The goal of this project was to track the 3D position of a ball in real time using a single camera. We made the following assumptions:

  1. The ball is a single color.
  2. Background objects may take any color, but the environment is not actively trying to trip us up (e.g., the backdrop isn't wallpaper containing a bunch of circles the same color as the ball).
  3. No restrictions are placed on the movement of the ball. In particular, it can move at high speeds and in erratic patterns, and it may be partially or completely occluded at times.

In light of the third assumption we do no frame-to-frame tracking. This separates our implementation from other efforts, which typically focus attention on a small region of the image based on the previous location of the ball and some sort of motion model. We search through the entire image for the ball. While this requires extra computation, hardware has advanced to the point where it is feasible to do a small amount of computation on every pixel in real time. The advantage of this is we can smoothly handle the case where the ball is temporarily lost due to occlusion or passing outside the frame.

Calculation of 3D coordinates is trivial given accurate measurements of the center and radius of the projected circle. The problem is hence reduced to locating this circle. This involves two subproblems: identifying points that possibly belong to the circle and fitting a circle to these points.

Locating candidate circle points

Candidate circle points are done using a user-defined color ("the" ball color) and two user-defined thresholds, one low and one high. The image is first scanned for points that are within the lower threshold of the ball color. Then for each such point a seedfill algorithm is used to recursively identify all points within the higher threshold of that point's color.

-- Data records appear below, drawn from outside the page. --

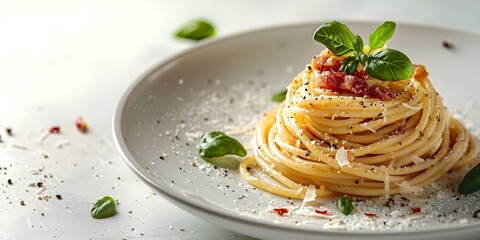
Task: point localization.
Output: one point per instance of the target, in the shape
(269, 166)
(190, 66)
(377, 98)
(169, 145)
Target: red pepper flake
(54, 129)
(371, 215)
(81, 125)
(416, 210)
(281, 211)
(324, 212)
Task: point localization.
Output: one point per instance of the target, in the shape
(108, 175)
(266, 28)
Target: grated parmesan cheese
(407, 188)
(42, 137)
(193, 136)
(342, 157)
(411, 107)
(309, 213)
(387, 185)
(310, 194)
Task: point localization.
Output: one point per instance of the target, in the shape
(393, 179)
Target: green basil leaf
(279, 96)
(381, 35)
(220, 149)
(358, 44)
(362, 57)
(471, 181)
(104, 208)
(337, 37)
(349, 65)
(196, 30)
(389, 65)
(345, 206)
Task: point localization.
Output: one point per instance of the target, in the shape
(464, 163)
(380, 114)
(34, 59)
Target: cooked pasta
(361, 137)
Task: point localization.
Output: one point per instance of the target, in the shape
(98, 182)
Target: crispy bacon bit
(324, 212)
(419, 73)
(54, 129)
(281, 211)
(81, 125)
(416, 210)
(330, 78)
(370, 215)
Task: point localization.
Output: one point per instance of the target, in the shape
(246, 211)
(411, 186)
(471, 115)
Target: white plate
(214, 86)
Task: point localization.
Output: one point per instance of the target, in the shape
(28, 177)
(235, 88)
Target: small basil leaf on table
(389, 65)
(471, 181)
(221, 150)
(337, 37)
(349, 65)
(345, 206)
(381, 35)
(104, 208)
(196, 30)
(279, 96)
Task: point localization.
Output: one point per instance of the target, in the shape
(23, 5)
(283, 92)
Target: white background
(64, 59)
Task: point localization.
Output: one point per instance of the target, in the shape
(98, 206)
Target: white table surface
(64, 59)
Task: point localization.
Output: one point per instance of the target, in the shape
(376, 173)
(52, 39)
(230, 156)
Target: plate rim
(177, 197)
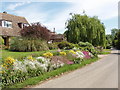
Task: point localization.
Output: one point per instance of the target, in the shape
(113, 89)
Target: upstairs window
(7, 24)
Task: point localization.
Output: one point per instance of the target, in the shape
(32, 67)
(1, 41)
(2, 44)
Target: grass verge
(59, 71)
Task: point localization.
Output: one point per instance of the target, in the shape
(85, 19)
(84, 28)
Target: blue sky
(54, 14)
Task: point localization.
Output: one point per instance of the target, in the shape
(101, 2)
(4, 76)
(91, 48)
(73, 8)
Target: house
(10, 25)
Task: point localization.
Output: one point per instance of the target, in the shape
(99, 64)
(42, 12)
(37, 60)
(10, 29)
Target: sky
(54, 13)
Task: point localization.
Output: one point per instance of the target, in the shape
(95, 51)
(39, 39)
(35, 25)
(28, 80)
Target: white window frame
(7, 24)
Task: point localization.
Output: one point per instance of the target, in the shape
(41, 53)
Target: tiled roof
(15, 30)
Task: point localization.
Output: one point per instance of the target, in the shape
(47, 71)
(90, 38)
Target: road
(101, 74)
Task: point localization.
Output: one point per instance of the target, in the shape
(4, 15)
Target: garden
(31, 59)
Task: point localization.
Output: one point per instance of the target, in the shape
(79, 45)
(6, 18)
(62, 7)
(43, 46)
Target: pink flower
(70, 62)
(87, 56)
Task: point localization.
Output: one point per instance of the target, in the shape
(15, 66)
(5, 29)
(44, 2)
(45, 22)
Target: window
(22, 25)
(7, 24)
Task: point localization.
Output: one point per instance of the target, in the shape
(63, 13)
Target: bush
(88, 47)
(28, 45)
(65, 45)
(1, 41)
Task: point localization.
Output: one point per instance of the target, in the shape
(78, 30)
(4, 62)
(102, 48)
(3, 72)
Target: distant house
(10, 25)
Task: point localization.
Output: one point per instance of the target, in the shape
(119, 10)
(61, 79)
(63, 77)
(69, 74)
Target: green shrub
(65, 45)
(28, 45)
(52, 46)
(88, 47)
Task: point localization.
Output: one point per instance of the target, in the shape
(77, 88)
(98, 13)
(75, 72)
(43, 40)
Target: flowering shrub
(87, 56)
(73, 52)
(30, 58)
(63, 53)
(14, 71)
(9, 60)
(48, 54)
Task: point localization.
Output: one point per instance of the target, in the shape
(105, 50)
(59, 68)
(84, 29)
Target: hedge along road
(100, 74)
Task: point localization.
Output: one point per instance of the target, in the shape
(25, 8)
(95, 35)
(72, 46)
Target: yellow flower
(30, 58)
(48, 54)
(9, 60)
(63, 53)
(73, 52)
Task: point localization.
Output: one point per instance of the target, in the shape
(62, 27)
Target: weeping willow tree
(85, 29)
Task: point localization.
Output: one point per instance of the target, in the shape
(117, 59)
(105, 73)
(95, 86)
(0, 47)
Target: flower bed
(14, 71)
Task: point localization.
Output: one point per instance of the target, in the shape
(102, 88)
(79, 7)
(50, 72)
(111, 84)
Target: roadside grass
(21, 55)
(45, 76)
(105, 51)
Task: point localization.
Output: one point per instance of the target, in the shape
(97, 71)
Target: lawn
(20, 55)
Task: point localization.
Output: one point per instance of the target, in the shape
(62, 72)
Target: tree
(116, 38)
(86, 29)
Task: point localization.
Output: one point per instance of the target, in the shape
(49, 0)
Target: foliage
(48, 54)
(23, 44)
(109, 40)
(65, 45)
(116, 41)
(59, 71)
(63, 53)
(36, 31)
(85, 29)
(52, 46)
(73, 52)
(1, 41)
(88, 47)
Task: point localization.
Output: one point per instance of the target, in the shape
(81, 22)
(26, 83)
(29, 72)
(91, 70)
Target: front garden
(30, 59)
(18, 68)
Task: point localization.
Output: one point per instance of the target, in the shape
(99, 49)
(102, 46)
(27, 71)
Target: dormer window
(7, 24)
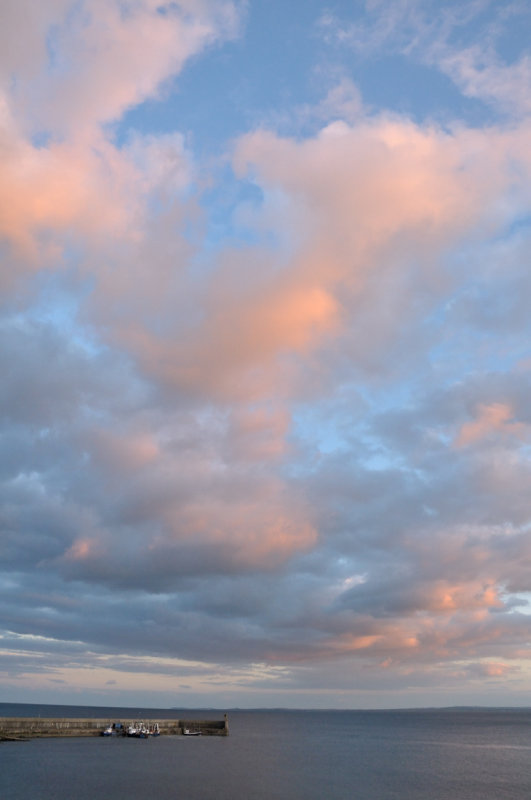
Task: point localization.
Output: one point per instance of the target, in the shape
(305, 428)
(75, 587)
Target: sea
(429, 754)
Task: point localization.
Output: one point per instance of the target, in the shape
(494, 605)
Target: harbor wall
(33, 727)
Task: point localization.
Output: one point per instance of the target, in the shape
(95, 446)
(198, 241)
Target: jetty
(23, 728)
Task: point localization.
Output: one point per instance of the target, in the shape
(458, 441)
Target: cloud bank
(273, 450)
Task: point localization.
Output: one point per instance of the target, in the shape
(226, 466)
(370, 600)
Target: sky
(265, 433)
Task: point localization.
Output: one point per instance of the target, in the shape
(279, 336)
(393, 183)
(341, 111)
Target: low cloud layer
(265, 425)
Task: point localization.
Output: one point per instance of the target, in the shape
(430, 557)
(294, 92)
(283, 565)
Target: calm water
(282, 755)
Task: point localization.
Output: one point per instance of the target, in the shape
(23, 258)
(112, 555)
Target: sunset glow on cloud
(265, 353)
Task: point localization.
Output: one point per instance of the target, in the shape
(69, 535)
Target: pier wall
(33, 727)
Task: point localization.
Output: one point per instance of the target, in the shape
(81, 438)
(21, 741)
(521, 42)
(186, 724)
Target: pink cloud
(496, 418)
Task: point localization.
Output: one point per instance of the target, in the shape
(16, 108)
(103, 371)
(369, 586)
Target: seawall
(14, 728)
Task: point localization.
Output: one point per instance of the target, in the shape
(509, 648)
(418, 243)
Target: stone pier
(19, 728)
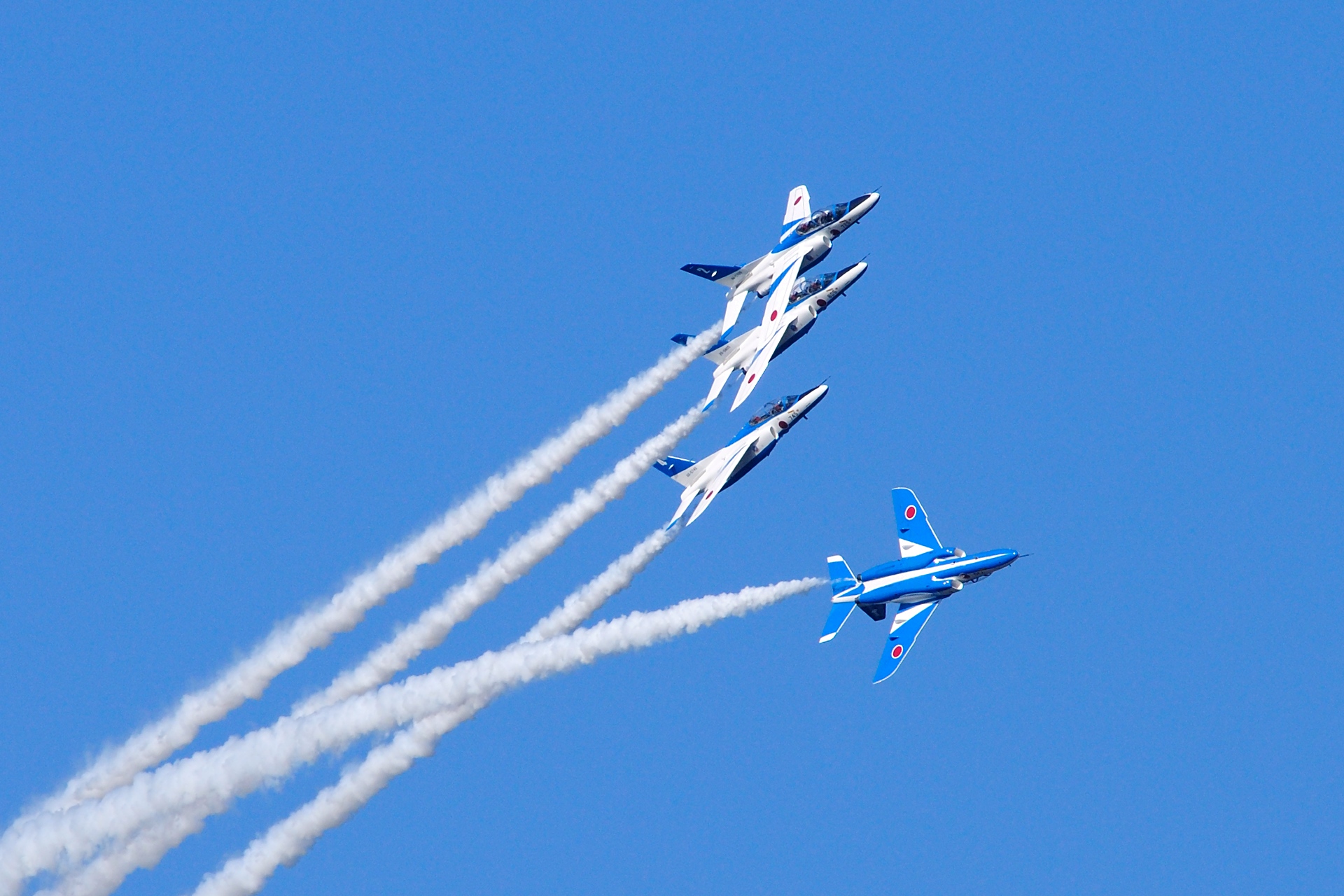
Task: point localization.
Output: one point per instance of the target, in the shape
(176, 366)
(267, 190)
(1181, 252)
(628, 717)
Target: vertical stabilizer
(799, 207)
(913, 527)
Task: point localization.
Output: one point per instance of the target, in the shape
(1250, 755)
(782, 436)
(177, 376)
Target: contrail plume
(512, 564)
(292, 837)
(245, 763)
(293, 640)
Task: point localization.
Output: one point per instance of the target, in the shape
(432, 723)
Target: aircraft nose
(864, 203)
(855, 272)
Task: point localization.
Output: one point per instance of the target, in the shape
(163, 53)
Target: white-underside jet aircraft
(752, 445)
(803, 244)
(925, 574)
(749, 351)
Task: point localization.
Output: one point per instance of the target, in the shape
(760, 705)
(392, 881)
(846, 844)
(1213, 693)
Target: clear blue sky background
(279, 284)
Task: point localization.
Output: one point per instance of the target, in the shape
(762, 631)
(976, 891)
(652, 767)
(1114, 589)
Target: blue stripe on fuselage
(746, 468)
(932, 580)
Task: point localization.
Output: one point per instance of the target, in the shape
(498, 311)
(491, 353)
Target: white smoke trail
(512, 562)
(296, 638)
(245, 763)
(292, 837)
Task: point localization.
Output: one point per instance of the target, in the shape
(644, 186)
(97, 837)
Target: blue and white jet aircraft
(746, 352)
(925, 574)
(803, 244)
(752, 445)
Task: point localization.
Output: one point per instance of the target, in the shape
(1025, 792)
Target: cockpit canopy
(768, 410)
(806, 288)
(830, 216)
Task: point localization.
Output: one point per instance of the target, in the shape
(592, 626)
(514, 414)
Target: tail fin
(672, 465)
(913, 528)
(799, 207)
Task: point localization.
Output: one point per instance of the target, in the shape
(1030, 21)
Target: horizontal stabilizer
(672, 465)
(711, 272)
(839, 613)
(721, 378)
(905, 629)
(841, 577)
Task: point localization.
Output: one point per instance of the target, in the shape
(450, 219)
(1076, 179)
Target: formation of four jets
(925, 573)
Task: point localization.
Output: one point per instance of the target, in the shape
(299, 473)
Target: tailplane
(841, 577)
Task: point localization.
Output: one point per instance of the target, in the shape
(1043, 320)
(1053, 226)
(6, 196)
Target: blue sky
(279, 284)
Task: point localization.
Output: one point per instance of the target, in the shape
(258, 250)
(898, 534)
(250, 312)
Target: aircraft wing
(772, 324)
(905, 629)
(714, 484)
(780, 292)
(757, 367)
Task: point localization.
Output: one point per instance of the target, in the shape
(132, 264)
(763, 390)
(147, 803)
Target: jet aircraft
(752, 445)
(925, 574)
(746, 352)
(803, 244)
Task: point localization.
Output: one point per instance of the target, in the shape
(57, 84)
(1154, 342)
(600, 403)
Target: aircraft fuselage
(940, 578)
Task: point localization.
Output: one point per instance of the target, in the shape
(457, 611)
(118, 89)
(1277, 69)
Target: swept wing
(905, 629)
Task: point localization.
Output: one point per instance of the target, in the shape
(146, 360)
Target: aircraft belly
(790, 340)
(749, 461)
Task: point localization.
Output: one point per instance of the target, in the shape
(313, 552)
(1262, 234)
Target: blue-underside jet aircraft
(746, 352)
(752, 445)
(804, 242)
(925, 574)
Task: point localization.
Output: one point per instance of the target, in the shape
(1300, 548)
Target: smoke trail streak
(242, 764)
(512, 564)
(296, 638)
(289, 839)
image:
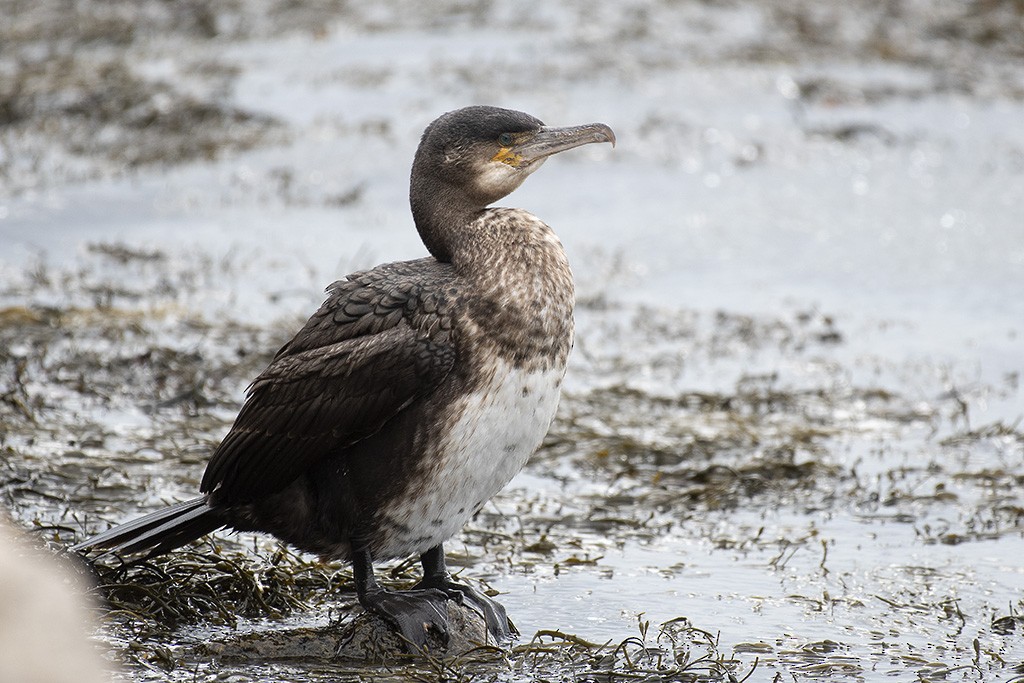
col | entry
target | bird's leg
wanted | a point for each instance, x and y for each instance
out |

We measure distance between colors by converting RGB values to HSV coordinates and calculating the absolute value of the difference in hue. Colors with saturation below a threshold are automatically discarded (which means that we can't track grey objects).


Sample images containing a green ball. Pixels identified as belonging to the ball are in light green.

Fitting a circle

Once circle pixels have been identified, we use a simple scanline algorithm to identify edge pixels: for each row and column, scan from one end of the image to the other. The first and last circle pixels are marked as edges. We experimented with more sophisticated edge detection methods, such as Canny detection, but the final results were of similar quality. A multiresolutional Hough transform was then used to fit a circle to these points.


Sample images showing the circle calculated by the Hough transform. The left image demonstrates our robustness with respect to occlusions; the right shows results for a more realistic scene.


The Hough transform can fail if enough edge points happen to lie along a circle different from the true projection.